Terraform Basics

Providers, resources, data sources, variables, outputs, state, modules, drift, and the lifecycle block. A short guide to when Terraform is the right tool — and when it very much isn't.

If you only remember six things

State is the source of truth. If you lose it, Terraform forgets every resource it manages — plan accordingly (remote backend, versioning, lock).
Pin your providers and Terraform version in required_providers. Floating versions have broken production before and will again.
terraform plan is read-only. Run it in CI on every MR, even without apply. Drift shows up there.
A module is just a directory. Don't over-engineer — inline resources until a second caller needs them.
lifecycle { prevent_destroy = true } is the cheapest way to avoid a rm-rf-prod moment on RDS / S3 buckets.
Terraform is for long-lived infrastructure.
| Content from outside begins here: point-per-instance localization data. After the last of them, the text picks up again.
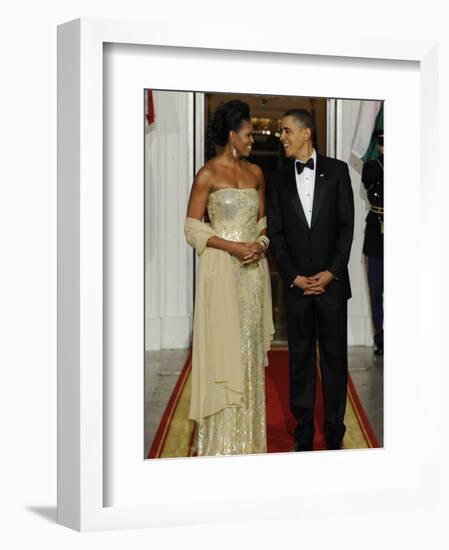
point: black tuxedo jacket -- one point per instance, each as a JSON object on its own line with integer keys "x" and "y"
{"x": 302, "y": 250}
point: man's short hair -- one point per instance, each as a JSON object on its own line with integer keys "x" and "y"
{"x": 303, "y": 117}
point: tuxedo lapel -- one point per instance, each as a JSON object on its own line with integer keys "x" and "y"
{"x": 319, "y": 189}
{"x": 293, "y": 193}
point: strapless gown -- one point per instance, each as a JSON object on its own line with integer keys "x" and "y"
{"x": 240, "y": 429}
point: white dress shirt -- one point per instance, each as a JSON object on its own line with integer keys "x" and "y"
{"x": 305, "y": 183}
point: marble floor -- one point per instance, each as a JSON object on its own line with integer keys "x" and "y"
{"x": 162, "y": 369}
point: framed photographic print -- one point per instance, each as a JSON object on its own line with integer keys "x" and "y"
{"x": 109, "y": 226}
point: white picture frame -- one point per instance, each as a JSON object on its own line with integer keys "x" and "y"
{"x": 81, "y": 461}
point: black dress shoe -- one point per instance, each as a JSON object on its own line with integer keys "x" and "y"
{"x": 379, "y": 350}
{"x": 300, "y": 447}
{"x": 334, "y": 445}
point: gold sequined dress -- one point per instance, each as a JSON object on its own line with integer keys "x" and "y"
{"x": 240, "y": 429}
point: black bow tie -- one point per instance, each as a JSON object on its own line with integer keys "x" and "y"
{"x": 301, "y": 165}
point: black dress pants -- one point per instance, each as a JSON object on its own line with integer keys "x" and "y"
{"x": 310, "y": 319}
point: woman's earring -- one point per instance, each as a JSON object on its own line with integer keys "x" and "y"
{"x": 234, "y": 151}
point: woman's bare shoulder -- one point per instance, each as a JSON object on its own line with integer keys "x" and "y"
{"x": 256, "y": 170}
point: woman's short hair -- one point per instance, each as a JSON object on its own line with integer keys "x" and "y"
{"x": 228, "y": 116}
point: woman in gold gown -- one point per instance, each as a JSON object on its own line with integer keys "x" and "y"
{"x": 233, "y": 323}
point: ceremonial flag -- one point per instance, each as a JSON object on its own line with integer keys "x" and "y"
{"x": 150, "y": 107}
{"x": 369, "y": 120}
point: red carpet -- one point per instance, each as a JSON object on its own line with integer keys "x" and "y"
{"x": 175, "y": 433}
{"x": 280, "y": 421}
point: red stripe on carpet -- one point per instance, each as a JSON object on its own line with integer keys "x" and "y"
{"x": 280, "y": 421}
{"x": 164, "y": 424}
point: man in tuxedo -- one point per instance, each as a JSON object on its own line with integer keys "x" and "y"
{"x": 310, "y": 211}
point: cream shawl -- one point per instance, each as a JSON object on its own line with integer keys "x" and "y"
{"x": 216, "y": 359}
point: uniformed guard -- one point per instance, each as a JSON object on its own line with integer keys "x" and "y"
{"x": 373, "y": 244}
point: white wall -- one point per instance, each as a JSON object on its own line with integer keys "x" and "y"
{"x": 169, "y": 260}
{"x": 360, "y": 330}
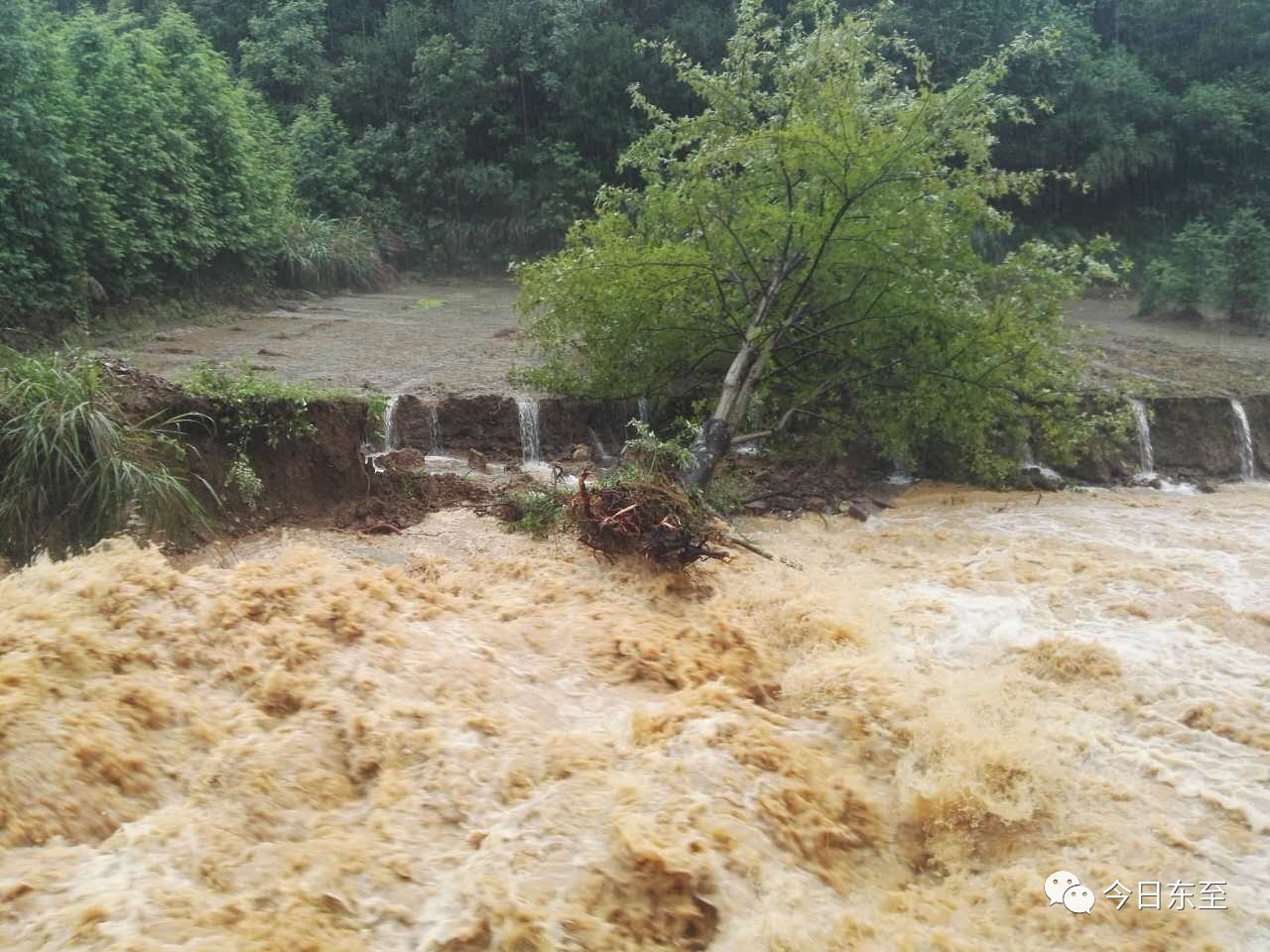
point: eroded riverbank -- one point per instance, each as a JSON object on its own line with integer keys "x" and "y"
{"x": 461, "y": 739}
App deploys, queue messages, short-lived resources: use the right tool instead.

On this page

Anatomy of a config
Providers
Resources and data sources
Variables and precedence
Outputs
State and backends
Modules
Plan, apply, drift
fmt, validate, workspaces
Lifecycle
When NOT to use Terraform

Anatomy of a config

A Terraform project is one or more .tf files in a directory. Canonical split:

project/
├── versions.tf        # terraform {} block: required_version, required_providers
├── providers.tf       # provider "aws" {} etc.
├── variables.tf       # variable "foo" {}
├── main.tf            # resources
├── outputs.tf         # output "bar" {}
└── terraform.tfvars   # values for variables (gitignored if sensitive)
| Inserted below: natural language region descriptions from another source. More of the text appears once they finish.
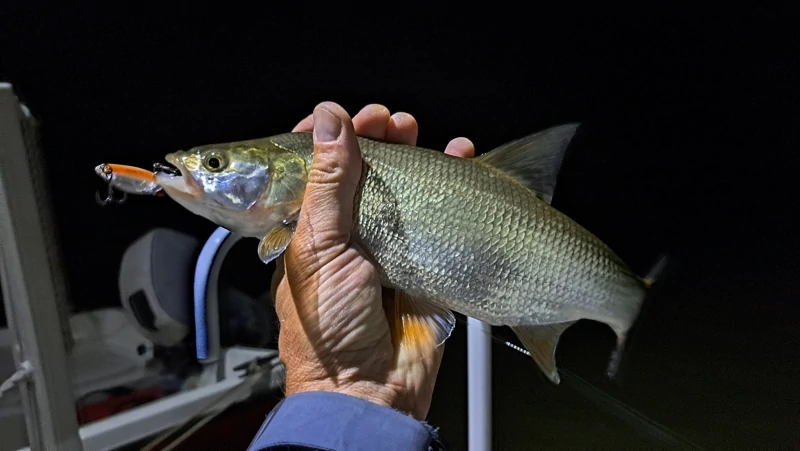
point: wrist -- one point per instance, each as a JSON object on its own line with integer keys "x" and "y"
{"x": 367, "y": 390}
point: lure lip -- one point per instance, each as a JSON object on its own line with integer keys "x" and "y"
{"x": 103, "y": 170}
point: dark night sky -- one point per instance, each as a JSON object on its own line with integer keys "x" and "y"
{"x": 689, "y": 145}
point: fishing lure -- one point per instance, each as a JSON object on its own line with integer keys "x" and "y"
{"x": 128, "y": 179}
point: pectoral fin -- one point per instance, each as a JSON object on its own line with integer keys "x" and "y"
{"x": 276, "y": 241}
{"x": 541, "y": 342}
{"x": 420, "y": 325}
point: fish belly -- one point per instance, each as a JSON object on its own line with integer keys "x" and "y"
{"x": 464, "y": 236}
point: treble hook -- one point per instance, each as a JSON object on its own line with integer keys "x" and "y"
{"x": 110, "y": 197}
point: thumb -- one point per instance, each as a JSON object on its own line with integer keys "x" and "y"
{"x": 326, "y": 216}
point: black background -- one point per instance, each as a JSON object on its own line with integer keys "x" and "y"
{"x": 689, "y": 146}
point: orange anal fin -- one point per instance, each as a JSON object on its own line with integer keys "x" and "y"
{"x": 420, "y": 326}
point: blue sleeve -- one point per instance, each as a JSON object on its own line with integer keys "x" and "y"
{"x": 334, "y": 421}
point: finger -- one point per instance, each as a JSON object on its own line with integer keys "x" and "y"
{"x": 460, "y": 147}
{"x": 371, "y": 121}
{"x": 327, "y": 214}
{"x": 402, "y": 129}
{"x": 306, "y": 125}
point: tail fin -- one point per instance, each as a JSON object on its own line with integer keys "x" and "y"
{"x": 653, "y": 275}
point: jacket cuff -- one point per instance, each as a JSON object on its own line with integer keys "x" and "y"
{"x": 335, "y": 421}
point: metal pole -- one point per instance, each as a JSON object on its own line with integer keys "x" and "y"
{"x": 479, "y": 385}
{"x": 31, "y": 290}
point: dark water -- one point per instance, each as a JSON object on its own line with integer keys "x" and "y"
{"x": 689, "y": 146}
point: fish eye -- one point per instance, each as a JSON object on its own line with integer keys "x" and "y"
{"x": 214, "y": 163}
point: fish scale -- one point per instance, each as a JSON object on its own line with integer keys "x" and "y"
{"x": 515, "y": 240}
{"x": 477, "y": 236}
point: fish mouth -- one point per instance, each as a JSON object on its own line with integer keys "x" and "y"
{"x": 176, "y": 179}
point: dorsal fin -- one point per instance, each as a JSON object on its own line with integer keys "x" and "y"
{"x": 535, "y": 159}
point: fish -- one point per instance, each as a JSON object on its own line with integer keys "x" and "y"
{"x": 477, "y": 236}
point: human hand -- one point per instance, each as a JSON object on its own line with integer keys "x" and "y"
{"x": 334, "y": 314}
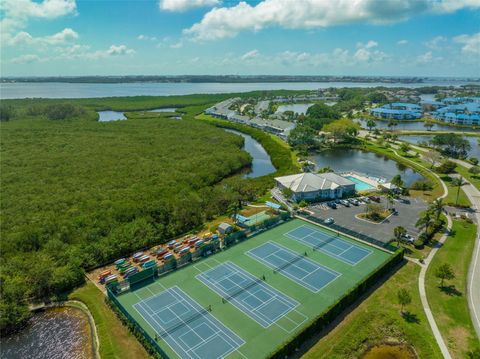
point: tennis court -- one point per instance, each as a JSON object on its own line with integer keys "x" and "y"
{"x": 190, "y": 330}
{"x": 297, "y": 267}
{"x": 251, "y": 295}
{"x": 330, "y": 244}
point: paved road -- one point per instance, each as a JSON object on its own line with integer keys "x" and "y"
{"x": 473, "y": 281}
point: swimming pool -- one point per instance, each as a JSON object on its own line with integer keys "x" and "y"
{"x": 359, "y": 184}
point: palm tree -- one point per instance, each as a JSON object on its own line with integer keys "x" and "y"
{"x": 458, "y": 182}
{"x": 399, "y": 232}
{"x": 437, "y": 207}
{"x": 425, "y": 221}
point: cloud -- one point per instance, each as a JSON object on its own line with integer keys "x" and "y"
{"x": 142, "y": 37}
{"x": 225, "y": 22}
{"x": 25, "y": 38}
{"x": 436, "y": 43}
{"x": 471, "y": 43}
{"x": 250, "y": 55}
{"x": 25, "y": 59}
{"x": 184, "y": 5}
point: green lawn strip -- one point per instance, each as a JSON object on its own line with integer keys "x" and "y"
{"x": 260, "y": 342}
{"x": 473, "y": 179}
{"x": 450, "y": 307}
{"x": 451, "y": 199}
{"x": 416, "y": 165}
{"x": 115, "y": 339}
{"x": 377, "y": 320}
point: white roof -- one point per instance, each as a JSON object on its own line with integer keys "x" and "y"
{"x": 310, "y": 182}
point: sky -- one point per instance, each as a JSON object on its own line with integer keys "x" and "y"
{"x": 220, "y": 37}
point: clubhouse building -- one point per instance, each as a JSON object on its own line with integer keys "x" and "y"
{"x": 316, "y": 187}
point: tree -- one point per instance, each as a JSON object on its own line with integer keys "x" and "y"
{"x": 444, "y": 272}
{"x": 399, "y": 232}
{"x": 432, "y": 157}
{"x": 371, "y": 124}
{"x": 458, "y": 182}
{"x": 437, "y": 208}
{"x": 397, "y": 181}
{"x": 405, "y": 147}
{"x": 404, "y": 298}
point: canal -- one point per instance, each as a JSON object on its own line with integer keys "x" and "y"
{"x": 261, "y": 162}
{"x": 369, "y": 163}
{"x": 59, "y": 333}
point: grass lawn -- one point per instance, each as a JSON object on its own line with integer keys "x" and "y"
{"x": 449, "y": 305}
{"x": 473, "y": 179}
{"x": 451, "y": 199}
{"x": 378, "y": 319}
{"x": 116, "y": 342}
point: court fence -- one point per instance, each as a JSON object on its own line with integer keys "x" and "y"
{"x": 338, "y": 228}
{"x": 143, "y": 337}
{"x": 327, "y": 317}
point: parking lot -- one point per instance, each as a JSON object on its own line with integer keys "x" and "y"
{"x": 407, "y": 216}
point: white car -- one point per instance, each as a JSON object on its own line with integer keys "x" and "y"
{"x": 408, "y": 238}
{"x": 329, "y": 220}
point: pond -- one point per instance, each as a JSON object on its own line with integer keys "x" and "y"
{"x": 369, "y": 163}
{"x": 261, "y": 163}
{"x": 418, "y": 126}
{"x": 416, "y": 139}
{"x": 61, "y": 333}
{"x": 107, "y": 116}
{"x": 300, "y": 108}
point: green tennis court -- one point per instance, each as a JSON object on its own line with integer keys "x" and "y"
{"x": 246, "y": 301}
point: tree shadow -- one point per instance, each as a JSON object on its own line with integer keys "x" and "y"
{"x": 451, "y": 290}
{"x": 410, "y": 317}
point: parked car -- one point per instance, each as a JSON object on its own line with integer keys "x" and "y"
{"x": 408, "y": 238}
{"x": 354, "y": 201}
{"x": 329, "y": 220}
{"x": 332, "y": 205}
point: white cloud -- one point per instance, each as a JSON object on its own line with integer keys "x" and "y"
{"x": 224, "y": 22}
{"x": 48, "y": 9}
{"x": 25, "y": 38}
{"x": 250, "y": 55}
{"x": 183, "y": 5}
{"x": 436, "y": 43}
{"x": 142, "y": 37}
{"x": 25, "y": 59}
{"x": 471, "y": 44}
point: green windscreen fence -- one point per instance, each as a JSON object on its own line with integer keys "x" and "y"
{"x": 148, "y": 273}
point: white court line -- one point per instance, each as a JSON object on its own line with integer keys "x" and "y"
{"x": 256, "y": 316}
{"x": 280, "y": 248}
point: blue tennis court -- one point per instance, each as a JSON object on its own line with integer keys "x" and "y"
{"x": 330, "y": 244}
{"x": 251, "y": 295}
{"x": 294, "y": 266}
{"x": 190, "y": 330}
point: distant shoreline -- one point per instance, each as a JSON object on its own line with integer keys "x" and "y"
{"x": 229, "y": 79}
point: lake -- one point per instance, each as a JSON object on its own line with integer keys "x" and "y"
{"x": 418, "y": 126}
{"x": 369, "y": 163}
{"x": 60, "y": 333}
{"x": 261, "y": 163}
{"x": 87, "y": 90}
{"x": 300, "y": 108}
{"x": 474, "y": 152}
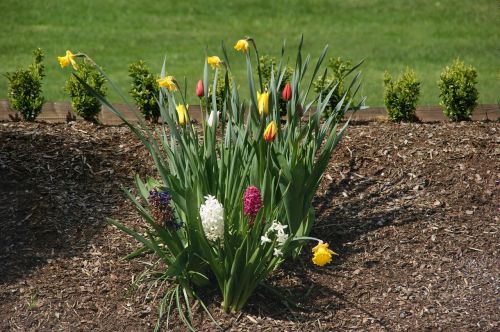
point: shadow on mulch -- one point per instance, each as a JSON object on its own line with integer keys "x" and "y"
{"x": 55, "y": 192}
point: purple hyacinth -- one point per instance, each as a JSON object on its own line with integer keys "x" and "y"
{"x": 252, "y": 202}
{"x": 161, "y": 211}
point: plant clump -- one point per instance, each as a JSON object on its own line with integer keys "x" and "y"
{"x": 458, "y": 92}
{"x": 144, "y": 90}
{"x": 401, "y": 96}
{"x": 84, "y": 102}
{"x": 25, "y": 88}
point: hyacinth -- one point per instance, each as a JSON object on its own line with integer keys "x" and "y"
{"x": 212, "y": 218}
{"x": 161, "y": 211}
{"x": 252, "y": 202}
{"x": 322, "y": 255}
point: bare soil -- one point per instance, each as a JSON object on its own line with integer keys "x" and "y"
{"x": 411, "y": 209}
The filenames are convention — Terraform concatenates every .tf in the directory before parsing. Order within a file is irrelevant; Terraform builds a dependency graph from references.

Providers

# versions.tf
terraform {
  required_version = "~> 1.9"

  required_providers {
    aws = {
      source  = "hashicorp/aws"
      version = "~> 5.60"
    }
    cloudflare = {
      source  = "cloudflare/cloudflare"
      version = "~> 4.40"
    }
  }
}

# providers.tf
provider "aws" {
  region = "eu-west-1"
  # Auth comes from the environment: AWS_PROFILE or AWS_ACCESS_KEY_ID/…
  # Never put static keys in code.
}

provider "aws" {
  alias  = "useast1"
  region = "us-east-1"     # Second provider instance (e.g. for ACM + CloudFront)
}

Pin by minor (~> 5.60 means >= 5.60.0, < 6.0.0). Pinning the major only is asking for a breaking change on a Tuesday.
Auth via environment. Static credentials in provider blocks end up in state, git, and the operator's shell history.
Aliases let you target multiple regions/accounts from one config: provider = aws.useast1 on the resource.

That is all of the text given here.